To use it, you need to have the pyhyphen library installed
(see http://pypi.python.org/pypi/PyHyphen/).
This class supports all features of ExplicitHyphenator as well.
=== BaseHyphenator ===
This class should work for all languages.
It hyphenates only after the following characters:
{{{
'-' minus (45, '\x2D')
'.' dot (46, '\x2E') (but not if the dot is between digits)
'_' underscore (95, '\x5F')
'' SHY hyphenation character (173, '\xAD')
}}}
When the argument CamelCase=True is given to the constructor,
CamelCase words will be hyphenated, too.
== Remarks ==
=== Performance ===
The DCWHyphenator is quite slow, due to the rekursive nature of the
algorithm.
Since the word length is bounded, the run time when used with ReportLab
is proportional to the number of lines, because only the last word
of each line will be handled by the hyphenator.

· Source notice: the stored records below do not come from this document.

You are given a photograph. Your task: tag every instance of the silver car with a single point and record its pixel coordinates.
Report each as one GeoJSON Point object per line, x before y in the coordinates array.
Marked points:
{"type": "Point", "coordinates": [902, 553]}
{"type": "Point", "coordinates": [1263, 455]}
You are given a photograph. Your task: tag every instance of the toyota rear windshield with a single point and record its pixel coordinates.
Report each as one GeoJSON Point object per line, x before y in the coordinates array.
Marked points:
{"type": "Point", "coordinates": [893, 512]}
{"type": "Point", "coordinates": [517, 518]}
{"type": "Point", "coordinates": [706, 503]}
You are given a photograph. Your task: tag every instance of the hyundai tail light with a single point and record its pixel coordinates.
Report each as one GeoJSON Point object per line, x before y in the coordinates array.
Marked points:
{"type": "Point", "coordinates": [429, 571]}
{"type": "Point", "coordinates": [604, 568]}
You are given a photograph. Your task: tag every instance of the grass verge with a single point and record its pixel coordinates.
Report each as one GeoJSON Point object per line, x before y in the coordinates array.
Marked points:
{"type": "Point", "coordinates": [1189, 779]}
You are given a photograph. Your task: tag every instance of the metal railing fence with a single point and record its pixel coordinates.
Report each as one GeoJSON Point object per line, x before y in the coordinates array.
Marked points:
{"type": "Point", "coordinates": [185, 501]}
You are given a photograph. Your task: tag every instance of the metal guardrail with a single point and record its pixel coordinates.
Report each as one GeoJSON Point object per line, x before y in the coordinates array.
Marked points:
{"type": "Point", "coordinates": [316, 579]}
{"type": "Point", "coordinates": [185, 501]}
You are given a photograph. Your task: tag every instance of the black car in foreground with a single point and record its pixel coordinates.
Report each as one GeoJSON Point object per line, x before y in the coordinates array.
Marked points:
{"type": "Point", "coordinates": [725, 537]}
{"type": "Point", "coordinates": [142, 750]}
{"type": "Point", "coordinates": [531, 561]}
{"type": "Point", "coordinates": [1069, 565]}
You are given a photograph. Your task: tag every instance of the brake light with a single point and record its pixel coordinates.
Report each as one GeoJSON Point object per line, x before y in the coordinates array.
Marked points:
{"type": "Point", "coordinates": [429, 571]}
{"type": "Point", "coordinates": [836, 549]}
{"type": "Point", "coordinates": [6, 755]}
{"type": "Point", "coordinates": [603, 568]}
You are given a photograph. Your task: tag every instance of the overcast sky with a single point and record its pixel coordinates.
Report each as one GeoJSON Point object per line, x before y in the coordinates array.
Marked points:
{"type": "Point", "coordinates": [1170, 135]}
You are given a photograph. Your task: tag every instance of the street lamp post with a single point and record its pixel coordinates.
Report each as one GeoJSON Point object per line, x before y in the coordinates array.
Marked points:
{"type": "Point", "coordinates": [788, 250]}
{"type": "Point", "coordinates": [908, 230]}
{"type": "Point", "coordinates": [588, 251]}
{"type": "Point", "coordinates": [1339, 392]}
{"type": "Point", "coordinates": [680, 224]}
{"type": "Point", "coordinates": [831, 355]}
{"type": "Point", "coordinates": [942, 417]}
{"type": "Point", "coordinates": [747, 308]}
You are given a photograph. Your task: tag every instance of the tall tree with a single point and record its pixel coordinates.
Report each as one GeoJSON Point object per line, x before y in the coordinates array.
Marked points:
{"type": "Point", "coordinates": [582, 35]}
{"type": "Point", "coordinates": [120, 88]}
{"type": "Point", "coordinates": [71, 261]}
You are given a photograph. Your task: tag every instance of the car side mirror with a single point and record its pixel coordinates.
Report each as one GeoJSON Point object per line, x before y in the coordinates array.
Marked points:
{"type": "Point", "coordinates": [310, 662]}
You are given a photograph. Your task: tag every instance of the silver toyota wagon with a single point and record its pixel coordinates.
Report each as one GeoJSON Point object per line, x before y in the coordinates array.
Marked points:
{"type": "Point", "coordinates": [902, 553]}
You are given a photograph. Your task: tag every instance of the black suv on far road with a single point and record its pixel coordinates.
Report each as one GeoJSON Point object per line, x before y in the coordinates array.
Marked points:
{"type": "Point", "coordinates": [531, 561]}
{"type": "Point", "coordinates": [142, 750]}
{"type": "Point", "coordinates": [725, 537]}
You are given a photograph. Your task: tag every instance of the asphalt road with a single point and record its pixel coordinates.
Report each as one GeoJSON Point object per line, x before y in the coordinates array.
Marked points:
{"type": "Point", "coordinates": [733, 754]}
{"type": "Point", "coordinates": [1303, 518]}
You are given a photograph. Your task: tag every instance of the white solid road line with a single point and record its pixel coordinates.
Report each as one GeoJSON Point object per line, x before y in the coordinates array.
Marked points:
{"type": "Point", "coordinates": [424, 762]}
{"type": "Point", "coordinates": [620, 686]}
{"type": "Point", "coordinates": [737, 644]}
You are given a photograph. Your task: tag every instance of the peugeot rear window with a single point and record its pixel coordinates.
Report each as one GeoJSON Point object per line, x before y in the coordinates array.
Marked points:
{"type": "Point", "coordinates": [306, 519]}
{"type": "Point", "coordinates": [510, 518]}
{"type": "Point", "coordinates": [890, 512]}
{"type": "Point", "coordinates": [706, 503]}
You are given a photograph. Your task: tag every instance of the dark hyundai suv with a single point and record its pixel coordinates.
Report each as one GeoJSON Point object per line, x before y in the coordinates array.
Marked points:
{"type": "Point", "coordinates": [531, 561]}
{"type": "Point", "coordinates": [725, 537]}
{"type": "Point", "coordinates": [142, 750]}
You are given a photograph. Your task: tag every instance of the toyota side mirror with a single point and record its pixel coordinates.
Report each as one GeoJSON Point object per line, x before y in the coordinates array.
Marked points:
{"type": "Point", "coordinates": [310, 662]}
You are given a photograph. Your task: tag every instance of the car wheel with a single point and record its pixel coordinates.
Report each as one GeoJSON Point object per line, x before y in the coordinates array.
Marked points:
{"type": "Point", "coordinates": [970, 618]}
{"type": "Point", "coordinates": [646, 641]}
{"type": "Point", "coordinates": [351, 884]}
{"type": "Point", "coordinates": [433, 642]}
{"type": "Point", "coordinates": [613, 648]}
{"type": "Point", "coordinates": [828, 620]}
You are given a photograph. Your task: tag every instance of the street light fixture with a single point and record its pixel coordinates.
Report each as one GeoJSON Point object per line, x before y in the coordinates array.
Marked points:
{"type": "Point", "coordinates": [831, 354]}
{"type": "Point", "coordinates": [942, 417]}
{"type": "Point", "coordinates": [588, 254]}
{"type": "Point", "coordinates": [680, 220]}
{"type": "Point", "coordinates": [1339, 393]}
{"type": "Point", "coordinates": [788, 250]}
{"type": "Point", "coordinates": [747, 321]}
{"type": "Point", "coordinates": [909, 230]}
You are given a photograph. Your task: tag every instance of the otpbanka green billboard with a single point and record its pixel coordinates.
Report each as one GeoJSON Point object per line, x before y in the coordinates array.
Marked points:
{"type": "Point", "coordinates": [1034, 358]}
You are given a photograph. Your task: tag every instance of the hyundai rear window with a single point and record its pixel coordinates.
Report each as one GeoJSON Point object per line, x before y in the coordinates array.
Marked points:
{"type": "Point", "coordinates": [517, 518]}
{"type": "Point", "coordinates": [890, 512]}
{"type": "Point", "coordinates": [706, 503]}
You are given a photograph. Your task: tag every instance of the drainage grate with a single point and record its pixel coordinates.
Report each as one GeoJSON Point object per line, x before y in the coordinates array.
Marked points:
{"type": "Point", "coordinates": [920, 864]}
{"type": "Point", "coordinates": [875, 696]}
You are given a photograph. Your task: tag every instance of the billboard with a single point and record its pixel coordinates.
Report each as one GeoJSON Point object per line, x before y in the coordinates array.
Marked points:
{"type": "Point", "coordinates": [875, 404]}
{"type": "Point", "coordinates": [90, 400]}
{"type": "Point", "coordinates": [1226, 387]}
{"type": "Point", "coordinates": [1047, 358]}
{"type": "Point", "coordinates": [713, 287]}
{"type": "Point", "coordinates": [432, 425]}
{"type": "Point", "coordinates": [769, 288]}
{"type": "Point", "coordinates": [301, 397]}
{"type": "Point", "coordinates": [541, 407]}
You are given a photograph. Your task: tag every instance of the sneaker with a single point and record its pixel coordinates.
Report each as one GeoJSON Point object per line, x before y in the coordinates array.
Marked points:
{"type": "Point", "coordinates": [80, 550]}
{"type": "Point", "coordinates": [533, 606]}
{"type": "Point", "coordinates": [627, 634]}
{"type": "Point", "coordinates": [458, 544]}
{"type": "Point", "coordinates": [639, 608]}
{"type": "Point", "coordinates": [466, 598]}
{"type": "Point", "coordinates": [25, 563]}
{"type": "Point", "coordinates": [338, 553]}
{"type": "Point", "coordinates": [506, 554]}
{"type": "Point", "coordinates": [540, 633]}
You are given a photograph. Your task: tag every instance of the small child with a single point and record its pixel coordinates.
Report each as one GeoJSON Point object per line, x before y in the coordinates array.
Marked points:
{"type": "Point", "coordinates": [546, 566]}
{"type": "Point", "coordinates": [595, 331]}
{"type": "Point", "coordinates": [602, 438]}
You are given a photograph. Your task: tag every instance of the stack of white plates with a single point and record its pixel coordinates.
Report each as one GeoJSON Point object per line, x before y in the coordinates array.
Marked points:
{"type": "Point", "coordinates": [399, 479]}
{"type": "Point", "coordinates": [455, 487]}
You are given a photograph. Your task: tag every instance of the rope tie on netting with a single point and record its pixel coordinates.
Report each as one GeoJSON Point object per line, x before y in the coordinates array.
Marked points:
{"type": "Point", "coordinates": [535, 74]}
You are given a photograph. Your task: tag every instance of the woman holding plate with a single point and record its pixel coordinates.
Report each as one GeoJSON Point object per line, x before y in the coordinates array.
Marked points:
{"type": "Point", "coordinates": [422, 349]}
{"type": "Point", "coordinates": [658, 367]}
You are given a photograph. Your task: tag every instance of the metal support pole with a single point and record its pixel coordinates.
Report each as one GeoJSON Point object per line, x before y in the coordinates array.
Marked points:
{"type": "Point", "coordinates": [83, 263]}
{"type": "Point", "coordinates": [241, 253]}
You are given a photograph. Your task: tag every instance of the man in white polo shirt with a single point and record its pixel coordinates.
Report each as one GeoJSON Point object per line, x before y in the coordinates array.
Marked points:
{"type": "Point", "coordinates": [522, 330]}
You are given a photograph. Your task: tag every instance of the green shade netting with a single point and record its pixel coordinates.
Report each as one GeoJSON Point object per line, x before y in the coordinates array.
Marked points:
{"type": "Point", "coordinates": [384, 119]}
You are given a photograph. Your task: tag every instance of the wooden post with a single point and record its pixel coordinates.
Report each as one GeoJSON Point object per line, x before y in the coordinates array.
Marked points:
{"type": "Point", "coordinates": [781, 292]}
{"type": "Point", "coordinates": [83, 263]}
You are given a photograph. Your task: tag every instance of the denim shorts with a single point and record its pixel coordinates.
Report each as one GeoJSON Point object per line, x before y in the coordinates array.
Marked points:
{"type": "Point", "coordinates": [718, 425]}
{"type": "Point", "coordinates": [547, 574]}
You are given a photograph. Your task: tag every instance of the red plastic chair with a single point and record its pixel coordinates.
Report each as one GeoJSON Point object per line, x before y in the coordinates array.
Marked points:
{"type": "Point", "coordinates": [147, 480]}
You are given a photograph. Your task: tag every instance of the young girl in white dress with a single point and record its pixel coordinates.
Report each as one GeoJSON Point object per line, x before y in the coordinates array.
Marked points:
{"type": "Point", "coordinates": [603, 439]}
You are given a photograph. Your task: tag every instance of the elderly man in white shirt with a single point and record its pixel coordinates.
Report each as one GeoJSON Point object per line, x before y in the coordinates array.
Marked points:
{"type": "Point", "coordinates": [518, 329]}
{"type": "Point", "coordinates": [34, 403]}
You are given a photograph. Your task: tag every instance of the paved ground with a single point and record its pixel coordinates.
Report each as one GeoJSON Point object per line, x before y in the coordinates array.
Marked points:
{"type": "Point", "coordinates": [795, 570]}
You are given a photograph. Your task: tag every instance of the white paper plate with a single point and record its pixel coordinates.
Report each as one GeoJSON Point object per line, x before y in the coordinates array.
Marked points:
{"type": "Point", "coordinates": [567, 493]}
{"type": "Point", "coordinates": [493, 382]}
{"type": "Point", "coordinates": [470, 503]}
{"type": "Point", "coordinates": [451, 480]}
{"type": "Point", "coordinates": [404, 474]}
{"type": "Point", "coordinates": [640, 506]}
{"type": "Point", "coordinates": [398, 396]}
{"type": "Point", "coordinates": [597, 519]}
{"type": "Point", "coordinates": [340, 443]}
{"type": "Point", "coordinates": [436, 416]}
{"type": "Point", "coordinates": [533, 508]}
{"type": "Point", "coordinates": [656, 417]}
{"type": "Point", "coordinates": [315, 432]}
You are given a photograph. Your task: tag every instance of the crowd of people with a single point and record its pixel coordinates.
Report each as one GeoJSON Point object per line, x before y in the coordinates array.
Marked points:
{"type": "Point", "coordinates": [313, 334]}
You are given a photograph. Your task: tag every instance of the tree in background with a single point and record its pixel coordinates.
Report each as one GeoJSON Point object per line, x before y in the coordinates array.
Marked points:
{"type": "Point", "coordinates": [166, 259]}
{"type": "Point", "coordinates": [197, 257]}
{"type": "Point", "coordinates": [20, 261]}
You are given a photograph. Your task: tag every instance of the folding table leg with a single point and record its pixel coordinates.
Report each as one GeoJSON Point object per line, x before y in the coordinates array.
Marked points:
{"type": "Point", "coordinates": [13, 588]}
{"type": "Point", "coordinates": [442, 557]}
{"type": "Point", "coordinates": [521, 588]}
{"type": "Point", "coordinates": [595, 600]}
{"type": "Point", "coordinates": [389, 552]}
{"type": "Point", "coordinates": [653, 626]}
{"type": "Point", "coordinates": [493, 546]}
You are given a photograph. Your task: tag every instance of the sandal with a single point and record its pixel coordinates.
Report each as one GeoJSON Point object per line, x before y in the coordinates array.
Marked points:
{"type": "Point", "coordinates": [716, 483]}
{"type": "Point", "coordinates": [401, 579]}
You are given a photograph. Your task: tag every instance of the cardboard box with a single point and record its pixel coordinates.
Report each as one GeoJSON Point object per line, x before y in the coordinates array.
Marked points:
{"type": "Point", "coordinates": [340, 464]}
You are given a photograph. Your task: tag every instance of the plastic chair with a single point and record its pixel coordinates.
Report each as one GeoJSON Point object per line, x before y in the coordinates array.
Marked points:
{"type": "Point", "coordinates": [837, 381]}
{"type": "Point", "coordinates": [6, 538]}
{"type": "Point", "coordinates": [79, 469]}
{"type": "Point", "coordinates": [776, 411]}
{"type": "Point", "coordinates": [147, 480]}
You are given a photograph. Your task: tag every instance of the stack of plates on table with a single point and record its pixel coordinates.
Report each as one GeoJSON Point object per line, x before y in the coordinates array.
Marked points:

For the DCWHyphenator you can cache the results instead of using it
directly, using the following code:
{{{
import wordaxe
from wordaxe.DCWHyphenator import DCWHyphenator
hyph = DCWHyphenator("DE")
wordaxe.hyphRegistry ["DE"] = wordaxe.Cached(hyph, 1000)
}}}
=== Extensions ===
Other hyphenation libraries can easily integrated with the
help of ctypes or SWIG.
To do this, you have to override the member function "hyphenate",
which receives a Unicode-word as input and has to return
a HyphenatedWord object or None.
=== Notes on ReportLab ===
The code in platypus/paragraph.py
is hard to read and therefore it is quite hard to extend the
functionality.
Since I was not able to add working hyphenation support to that code
in case of paragraph splitting, I decided to start a new Paragraph
implementation which a lot of code rewritten from scratch
(NewParagraph.py and para_fragments.py) and use that instead.